Bringing Up Baby, His Girl Friday, It Happened One Night, My Man Godfrey, The Awful Truth – bienvenue à l’ère trop brève de la comédie screwball. Du milieu des années 1930 au début des années 1940, les spectateurs ne pouvaient pas lancer un bâton sans tomber sur un badinage suffisamment rapide pour faire blanchir les scènes de course de Fast and Furious, sur des intrigues grotesques, sur les plus grandes stars de l’époque qui se ridiculisaient joyeusement et sur des cascades si scandaleuses que personne ne survivrait à un équivalent dans la vie réelle. Une dizaine d’années après la création du sous-genre, cependant, son apogée était déjà passée sans même un « by your leave » accentué par le Mid-Atlantic. Pourquoi ce style s’est-il éteint aussi vite qu’il est apparu ?

Les humbles origines de la comédie Screwball

Image via Columbia Pictures

L’essor de la comédie screwball ne s’est pas produit du jour au lendemain, et Hollywood n’a pas non plus décidé collectivement de revenir lentement à un niveau d’élaboration rappelant le slapstick du cinéma muet. La naissance de la screwball ressemble à un heureux accident dans la mesure où l’on peut appliquer cette expression à une période tumultueuse de l’histoire américaine.
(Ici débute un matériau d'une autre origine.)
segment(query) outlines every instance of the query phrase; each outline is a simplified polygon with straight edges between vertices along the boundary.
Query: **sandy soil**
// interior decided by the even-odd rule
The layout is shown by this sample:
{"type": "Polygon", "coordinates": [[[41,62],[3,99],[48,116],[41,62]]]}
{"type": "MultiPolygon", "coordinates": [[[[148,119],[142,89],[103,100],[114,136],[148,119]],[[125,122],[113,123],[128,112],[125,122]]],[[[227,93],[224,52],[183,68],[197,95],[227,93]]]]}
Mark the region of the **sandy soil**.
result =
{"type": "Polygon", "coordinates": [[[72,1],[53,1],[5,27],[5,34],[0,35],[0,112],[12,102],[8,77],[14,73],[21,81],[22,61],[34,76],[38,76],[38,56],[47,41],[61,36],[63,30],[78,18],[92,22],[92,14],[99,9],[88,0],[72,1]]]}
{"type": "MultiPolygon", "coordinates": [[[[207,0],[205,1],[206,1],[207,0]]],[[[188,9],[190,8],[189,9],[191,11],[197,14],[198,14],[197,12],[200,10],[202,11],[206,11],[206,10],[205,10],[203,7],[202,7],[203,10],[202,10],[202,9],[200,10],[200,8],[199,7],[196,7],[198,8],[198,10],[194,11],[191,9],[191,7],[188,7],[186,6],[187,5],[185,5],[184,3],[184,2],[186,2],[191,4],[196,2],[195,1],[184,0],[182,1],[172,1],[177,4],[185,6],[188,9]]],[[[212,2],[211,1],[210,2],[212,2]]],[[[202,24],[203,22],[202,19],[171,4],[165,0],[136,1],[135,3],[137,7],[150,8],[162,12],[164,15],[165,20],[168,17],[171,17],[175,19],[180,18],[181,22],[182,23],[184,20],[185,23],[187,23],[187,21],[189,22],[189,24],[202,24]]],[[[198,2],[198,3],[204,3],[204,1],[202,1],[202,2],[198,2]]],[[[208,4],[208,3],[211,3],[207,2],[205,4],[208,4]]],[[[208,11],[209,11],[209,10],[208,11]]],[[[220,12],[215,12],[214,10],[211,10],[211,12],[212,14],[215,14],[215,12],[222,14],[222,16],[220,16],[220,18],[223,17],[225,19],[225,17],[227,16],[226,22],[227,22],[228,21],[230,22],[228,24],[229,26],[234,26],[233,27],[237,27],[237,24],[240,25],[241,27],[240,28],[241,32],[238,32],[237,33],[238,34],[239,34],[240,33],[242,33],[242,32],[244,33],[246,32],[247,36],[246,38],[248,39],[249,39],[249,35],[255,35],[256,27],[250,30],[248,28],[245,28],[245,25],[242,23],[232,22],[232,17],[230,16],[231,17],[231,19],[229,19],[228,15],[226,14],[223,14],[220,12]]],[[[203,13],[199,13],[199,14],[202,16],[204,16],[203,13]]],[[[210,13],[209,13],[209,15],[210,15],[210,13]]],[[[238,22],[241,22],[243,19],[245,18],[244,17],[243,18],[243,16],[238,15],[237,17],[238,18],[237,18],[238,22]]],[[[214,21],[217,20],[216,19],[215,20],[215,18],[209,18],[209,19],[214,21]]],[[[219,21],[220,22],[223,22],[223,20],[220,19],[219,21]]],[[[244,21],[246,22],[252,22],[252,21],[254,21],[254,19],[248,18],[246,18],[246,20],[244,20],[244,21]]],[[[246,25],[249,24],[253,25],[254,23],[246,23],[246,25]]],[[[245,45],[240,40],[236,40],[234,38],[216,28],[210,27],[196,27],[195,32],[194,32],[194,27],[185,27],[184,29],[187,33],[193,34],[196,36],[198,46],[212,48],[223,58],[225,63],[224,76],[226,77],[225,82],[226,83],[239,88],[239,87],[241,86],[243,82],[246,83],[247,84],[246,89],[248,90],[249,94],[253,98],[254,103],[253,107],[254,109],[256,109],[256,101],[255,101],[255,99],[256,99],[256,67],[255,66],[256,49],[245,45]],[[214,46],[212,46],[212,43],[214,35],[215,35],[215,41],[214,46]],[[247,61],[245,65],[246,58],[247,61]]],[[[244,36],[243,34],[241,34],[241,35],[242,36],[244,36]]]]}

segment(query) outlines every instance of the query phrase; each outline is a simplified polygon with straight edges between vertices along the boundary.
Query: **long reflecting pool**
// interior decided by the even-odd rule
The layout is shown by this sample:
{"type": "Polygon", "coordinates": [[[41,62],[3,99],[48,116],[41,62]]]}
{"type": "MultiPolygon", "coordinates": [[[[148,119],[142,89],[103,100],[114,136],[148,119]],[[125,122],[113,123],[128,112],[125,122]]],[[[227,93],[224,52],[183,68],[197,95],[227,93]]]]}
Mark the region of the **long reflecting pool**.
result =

La Grande Dépression (1929-1939) était déjà bien entamée et la fin n’était pas en vue. De la même manière que les soirées Netflix ont permis de connecter les amis et la famille pendant la pandémie de COVID-19, les spectateurs voulaient désespérément – voire avaient besoin – d’une distraction. L’évasion hollywoodienne enveloppée dans une romance absurde et présentée par des interprètes charmants s’est avérée être une perspective irrésistible. Si le film avait une conscience sociale suffisante pour se moquer de la classe supérieure ou pour associer une riche mondaine « opposée » à un homme moyen travailleur et de bonne humeur (It Happened One Night et The Philadelphia Story, pour ne citer que deux exemples), c’était un bonus.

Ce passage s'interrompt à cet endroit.